The rise of multi-drug resistance has decreased the effectiveness of antibiotics, which has led to increased mortality rates associated with symptomatic bacteremia, or bacterial sepsis. To combat decreasing antibiotic effectiveness, extracorporeal bacterial separation approaches have been proposed to capture and separate bacteria from blood. However, bacteremia is dynamic and involves host-pathogen interactions across various anatomical sites. We developed a mathematical model that quantitatively describes the kinetics of pathogenesis and progression of symptomatic bacteremia under various conditions, including bacterial separation therapy, to better understand disease mechanisms and quantitatively assess the biological impact of bacterial separation therapy. Model validity was tested against experimental data from published studies. This is the first multi-compartment model of symptomatic bacteremia in mammals that includes extracorporeal bacterial separation and antibiotic treatment, separately and in combination. The addition of an extracorporeal bacterial separation circuit reduced the predicted time of total bacteria clearance from the blood of an immunocompromised rodent by 49%, compared to antibiotic treatment alone. Implementation of bacterial separation therapy resulted in predicted multi-drug resistant bacterial clearance from the blood of a human in 97% less time than antibiotic treatment alone. The model also proposes a quantitative correlation between time-dependent bacterial load among tissues and bacteremia severity, analogous to the well-known ‘area under the curve’ for characterization of drug efficacy. The engineering-based mathematical model developed may be useful for informing the design of extracorporeal bacterial separation devices. This work enables the quantitative identification of the characteristics required of an extracorporeal bacteria separation device to provide biological benefit. These devices will potentially decrease the bacterial load in blood. Additionally, the devices may achieve bacterial separation rates that allow consequent acceleration of bacterial clearance in other tissues, inhibiting the progression of symptomatic bacteremia, including multi-drug resistant variations.

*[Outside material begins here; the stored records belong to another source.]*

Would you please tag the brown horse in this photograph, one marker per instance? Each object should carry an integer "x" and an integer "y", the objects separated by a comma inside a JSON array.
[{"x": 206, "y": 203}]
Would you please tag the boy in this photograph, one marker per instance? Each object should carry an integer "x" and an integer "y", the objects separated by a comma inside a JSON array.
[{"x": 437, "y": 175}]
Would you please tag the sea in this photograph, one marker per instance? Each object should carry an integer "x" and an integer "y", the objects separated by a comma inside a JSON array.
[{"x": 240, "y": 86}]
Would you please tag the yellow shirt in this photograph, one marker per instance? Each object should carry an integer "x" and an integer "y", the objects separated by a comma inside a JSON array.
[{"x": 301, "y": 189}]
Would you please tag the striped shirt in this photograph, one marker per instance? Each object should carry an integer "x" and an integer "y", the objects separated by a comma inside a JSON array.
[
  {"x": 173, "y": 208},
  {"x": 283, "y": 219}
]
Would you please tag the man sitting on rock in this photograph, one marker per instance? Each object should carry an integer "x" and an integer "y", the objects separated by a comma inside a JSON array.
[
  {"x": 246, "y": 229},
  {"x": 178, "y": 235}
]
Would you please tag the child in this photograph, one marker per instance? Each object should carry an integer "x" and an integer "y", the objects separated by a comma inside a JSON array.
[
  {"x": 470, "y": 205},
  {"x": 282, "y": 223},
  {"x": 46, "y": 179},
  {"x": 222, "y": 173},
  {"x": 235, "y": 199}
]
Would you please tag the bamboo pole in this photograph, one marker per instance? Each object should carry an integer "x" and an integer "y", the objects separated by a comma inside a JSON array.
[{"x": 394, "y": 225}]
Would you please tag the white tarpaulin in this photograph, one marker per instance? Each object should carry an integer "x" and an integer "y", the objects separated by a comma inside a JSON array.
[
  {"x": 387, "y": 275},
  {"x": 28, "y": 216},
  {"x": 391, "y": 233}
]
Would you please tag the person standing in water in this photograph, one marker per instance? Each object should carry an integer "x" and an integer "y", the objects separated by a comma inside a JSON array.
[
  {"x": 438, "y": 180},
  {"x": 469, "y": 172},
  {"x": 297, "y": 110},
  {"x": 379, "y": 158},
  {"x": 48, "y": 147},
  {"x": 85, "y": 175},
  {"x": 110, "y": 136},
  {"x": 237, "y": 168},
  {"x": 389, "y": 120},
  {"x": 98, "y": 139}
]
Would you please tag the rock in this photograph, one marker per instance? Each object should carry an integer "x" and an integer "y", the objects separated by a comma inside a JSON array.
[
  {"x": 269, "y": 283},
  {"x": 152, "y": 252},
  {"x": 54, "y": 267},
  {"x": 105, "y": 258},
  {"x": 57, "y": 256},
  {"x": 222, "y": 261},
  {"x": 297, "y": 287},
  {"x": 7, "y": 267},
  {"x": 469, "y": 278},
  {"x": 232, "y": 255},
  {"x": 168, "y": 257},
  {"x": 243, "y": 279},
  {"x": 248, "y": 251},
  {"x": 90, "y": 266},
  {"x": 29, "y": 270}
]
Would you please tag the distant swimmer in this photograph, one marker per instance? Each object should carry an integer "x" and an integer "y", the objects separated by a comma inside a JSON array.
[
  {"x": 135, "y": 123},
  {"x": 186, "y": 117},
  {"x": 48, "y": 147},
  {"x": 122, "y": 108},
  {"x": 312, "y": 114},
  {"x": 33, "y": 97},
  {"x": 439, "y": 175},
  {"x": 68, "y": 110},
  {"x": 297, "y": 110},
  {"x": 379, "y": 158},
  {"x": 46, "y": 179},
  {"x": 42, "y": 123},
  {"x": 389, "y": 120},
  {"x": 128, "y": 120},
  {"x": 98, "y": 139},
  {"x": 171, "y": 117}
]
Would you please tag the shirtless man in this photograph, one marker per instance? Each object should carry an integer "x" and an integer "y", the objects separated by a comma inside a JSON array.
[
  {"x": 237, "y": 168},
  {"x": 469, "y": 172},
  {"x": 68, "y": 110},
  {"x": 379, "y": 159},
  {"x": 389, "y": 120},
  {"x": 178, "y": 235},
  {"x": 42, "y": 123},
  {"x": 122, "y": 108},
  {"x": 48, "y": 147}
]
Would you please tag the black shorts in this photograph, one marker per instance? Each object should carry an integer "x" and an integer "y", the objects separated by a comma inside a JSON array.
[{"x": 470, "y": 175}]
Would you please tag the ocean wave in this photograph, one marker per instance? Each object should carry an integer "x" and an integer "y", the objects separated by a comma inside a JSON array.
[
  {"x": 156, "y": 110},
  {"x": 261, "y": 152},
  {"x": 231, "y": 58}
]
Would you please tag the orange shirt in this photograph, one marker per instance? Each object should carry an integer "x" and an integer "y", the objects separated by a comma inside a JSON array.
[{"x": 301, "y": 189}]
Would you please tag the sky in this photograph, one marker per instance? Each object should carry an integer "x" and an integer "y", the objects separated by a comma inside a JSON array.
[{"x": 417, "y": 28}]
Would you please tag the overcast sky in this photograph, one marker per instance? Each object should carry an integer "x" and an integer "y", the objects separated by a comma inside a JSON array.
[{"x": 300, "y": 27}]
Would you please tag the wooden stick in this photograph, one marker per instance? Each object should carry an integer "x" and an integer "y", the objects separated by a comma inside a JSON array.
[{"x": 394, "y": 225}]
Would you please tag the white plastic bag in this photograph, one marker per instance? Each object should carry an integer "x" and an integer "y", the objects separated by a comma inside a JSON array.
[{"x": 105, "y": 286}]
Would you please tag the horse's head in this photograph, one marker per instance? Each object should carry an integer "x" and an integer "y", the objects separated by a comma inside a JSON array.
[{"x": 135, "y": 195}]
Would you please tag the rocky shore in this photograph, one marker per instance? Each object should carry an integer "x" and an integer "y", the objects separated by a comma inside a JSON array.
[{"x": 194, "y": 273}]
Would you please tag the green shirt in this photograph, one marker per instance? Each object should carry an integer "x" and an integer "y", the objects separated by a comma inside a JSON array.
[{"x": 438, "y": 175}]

多重耐药（multi-drug resistance）的出现降低了抗生素（antibiotics）的临床疗效，进而导致有症状菌血症（symptomatic bacteremia，又称细菌性脓毒症（bacterial sepsis））相关的死亡率上升。为应对抗生素疗效下降的困境，研究人员已提出体外细菌分离（extracorporeal bacterial separation）策略，用于从血液中捕获并分离病原菌。不过菌血症是动态过程，涉及多个解剖部位的宿主-病原体相互作用。本研究开发了一款数学模型（mathematical model），可定量描述包括细菌分离治疗在内的多种条件下有症状菌血症的发病动力学与疾病进展过程，以更好地解析疾病机制，并定量评估细菌分离治疗的生物学影响。模型的有效性通过已发表研究的实验数据进行了验证。本研究首次构建了哺乳动物有症状菌血症的多室模型，可分别或联合应用体外细菌分离与抗生素治疗方案。相较于单一抗生素治疗，添加体外细菌分离回路可使免疫功能低下啮齿类动物（immunocompromised rodent）血液内细菌的总清除时间预计缩短49%。实施细菌分离治疗后，预计人体血液内多重耐药细菌的清除时间较单一抗生素治疗减少97%。该模型还提出了组织内细菌载量随时间变化与菌血症严重程度之间的定量相关性，这类似于用于表征药物疗效的经典“曲线下面积（area under the curve）”。本研究开发的基于工程学的数学模型，可为体外细菌分离装置的设计提供理论参考。本研究可定量明确体外细菌分离装置需具备的、可产生生物学益处的核心特性参数。此类装置有望降低血液内的细菌载量；此外，这些装置可实现的细菌分离速率，可进一步加速其他组织内的细菌清除，从而抑制有症状菌血症（包括多重耐药菌株引发的亚型）的病情进展。